Ont-ils été tentés de former un groupe indépendant, le sont-ils encore ? « Cette initiative n’est pas d’actualité. Aujourd’hui, nous n’en avons pas l’intention », répond à If Jacques Guarinos… Le conseiller municipal stéphanois délégué à l’évaluation des politiques publiques est l’un des « neuf ». Le 16 septembre, lui et quatre adjoints – Patrick Michaud, Nicole Peycelon, Claude Liogier, Paul Corrieras – ainsi que quatre autres conseillers – Jacques Phrommala, Alain Schneider, Véronique Falzone et Jean Jamet – se distinguaient en prenant un ton plus ferme que le communiqué commun à 42 élus* de la majorité publié quatre jours plus tôt. Dans ce dernier, ils disaient « condamner » « avec la plus grande fermeté les propos ignobles tenus dans les derniers enregistrements diffusés (ceux accablants de Gilles Artigues datant de 2016 et 2017 et diffusés le jour même par Mediapart, Ndlr), et sur lesquels la justice devra se prononcer. »

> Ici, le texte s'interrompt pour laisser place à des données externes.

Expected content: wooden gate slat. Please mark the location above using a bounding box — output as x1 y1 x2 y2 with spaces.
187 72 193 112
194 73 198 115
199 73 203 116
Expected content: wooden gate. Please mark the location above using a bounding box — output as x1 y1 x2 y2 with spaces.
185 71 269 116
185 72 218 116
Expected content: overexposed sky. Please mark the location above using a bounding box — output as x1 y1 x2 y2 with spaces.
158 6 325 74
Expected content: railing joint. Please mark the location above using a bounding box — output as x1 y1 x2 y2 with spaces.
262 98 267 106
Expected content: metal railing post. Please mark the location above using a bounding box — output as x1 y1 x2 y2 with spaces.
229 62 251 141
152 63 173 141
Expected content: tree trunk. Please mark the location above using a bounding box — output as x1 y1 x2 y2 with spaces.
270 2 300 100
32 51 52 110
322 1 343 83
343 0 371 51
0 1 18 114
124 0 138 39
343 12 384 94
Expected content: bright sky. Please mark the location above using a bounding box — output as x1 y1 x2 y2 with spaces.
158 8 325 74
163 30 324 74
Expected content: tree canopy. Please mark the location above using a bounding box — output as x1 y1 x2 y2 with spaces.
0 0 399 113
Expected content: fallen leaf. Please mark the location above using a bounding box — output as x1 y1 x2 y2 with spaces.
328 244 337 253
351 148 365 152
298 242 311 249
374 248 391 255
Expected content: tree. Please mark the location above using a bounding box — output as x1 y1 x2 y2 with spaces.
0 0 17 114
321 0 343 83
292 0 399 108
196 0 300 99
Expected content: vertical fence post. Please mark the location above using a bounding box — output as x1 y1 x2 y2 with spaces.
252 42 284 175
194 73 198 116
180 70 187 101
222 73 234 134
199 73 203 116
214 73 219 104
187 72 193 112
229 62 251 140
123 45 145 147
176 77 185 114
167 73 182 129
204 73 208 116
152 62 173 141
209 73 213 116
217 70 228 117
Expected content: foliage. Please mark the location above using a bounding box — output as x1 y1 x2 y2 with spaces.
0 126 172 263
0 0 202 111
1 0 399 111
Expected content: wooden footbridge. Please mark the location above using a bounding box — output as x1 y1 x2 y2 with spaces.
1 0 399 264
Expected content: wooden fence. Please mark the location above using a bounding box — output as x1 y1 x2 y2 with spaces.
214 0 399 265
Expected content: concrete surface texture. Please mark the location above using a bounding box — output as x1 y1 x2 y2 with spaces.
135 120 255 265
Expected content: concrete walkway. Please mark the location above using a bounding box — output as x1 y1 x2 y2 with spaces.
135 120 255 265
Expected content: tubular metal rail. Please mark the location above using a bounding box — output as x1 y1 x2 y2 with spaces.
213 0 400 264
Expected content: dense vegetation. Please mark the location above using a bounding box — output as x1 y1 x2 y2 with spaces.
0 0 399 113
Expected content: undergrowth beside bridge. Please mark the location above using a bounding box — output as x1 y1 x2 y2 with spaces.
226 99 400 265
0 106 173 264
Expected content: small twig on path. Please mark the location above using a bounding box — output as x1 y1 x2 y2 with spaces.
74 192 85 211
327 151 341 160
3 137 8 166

Rien de plus. Et sûrement pas de quoi atténuer les reproches de l’adjoint UDI Lionel Boucher, proche de Gilles Artigues et, à ce titre 100 % derrière lui, et sa plainte. Il avait d’ailleurs dénoncé le 2 septembre le « silence complice de collègues de la majorité ». Les neuf, eux, avaient pris un ton un peu plus ferme dans leur communiqué du 16 septembre : « Nous prenons acte de la déclaration de Monsieur le Maire de ne pas se mettre en retrait de ses fonctions, ce que nous regrettons mais la décision lui appartient. Pour nous en effet, sa mise en retrait aurait permis un retour à la sérénité dans la gestion des affaires de la ville, sans pour autant remettre en question la présomption d’innocence dont il doit bénéficier comme tout citoyen. Par ailleurs, nous considérons comme indispensable le départ de son directeur de cabinet ».

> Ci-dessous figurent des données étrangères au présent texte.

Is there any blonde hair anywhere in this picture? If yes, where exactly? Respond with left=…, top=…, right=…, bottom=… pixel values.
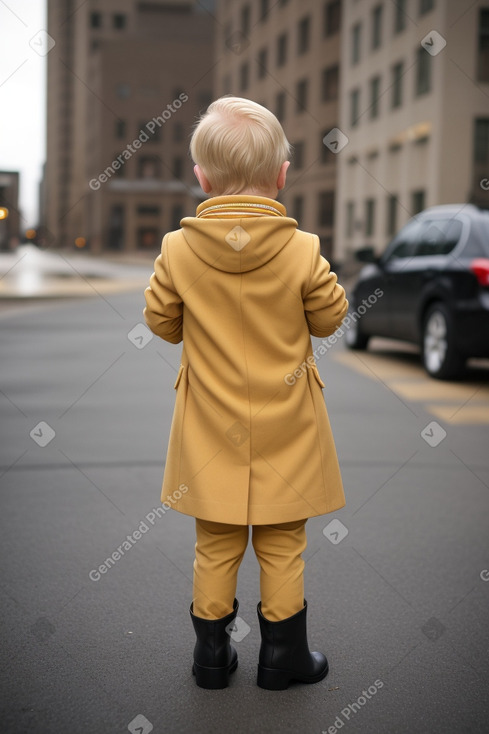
left=190, top=96, right=291, bottom=194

Gaël Perdriau sera au conseil municipal du 28 novembre
Depuis, Pierre Gauttieri fait l’objet d’une procédure de licenciement – selon certaines sources, son départ ne sera cependant pas effectif avant fin décembre, même s’il ne travaillerait plus derrière les murs de la mairie – mais pour un motif de « perte de confiance » et non « faute grave ». Ce qui lui donne droit à des indemnités de départ s’élevant à près de 100 000 €, les deux collectivités cumulées selon, entre autres, les propos du maire Éric Berlivet entendus à Saint-Etienne Métropole le 29 septembre et confirmés à If par d’autres sources. (Mise à jour de notre article à 21 h 30, Ndlr) Une somme cependant contestée et qualifiée de fantaisiste par la Ville, Gaël Perdriau ayant évoqué selon Le Progrès 13 000 euros devant le bureau de Métropole le 6 octobre2. Mais sans qu’il ne soit précisé s’il s’agissait bien du cumul Ville et Métropole. Quant au « retrait » de Gaël Perdriau, annoncé de manière ambigüe le 22 septembre au niveau de l’agglomération, il est devenu valable aussi, dans la foulée, pour la mairie.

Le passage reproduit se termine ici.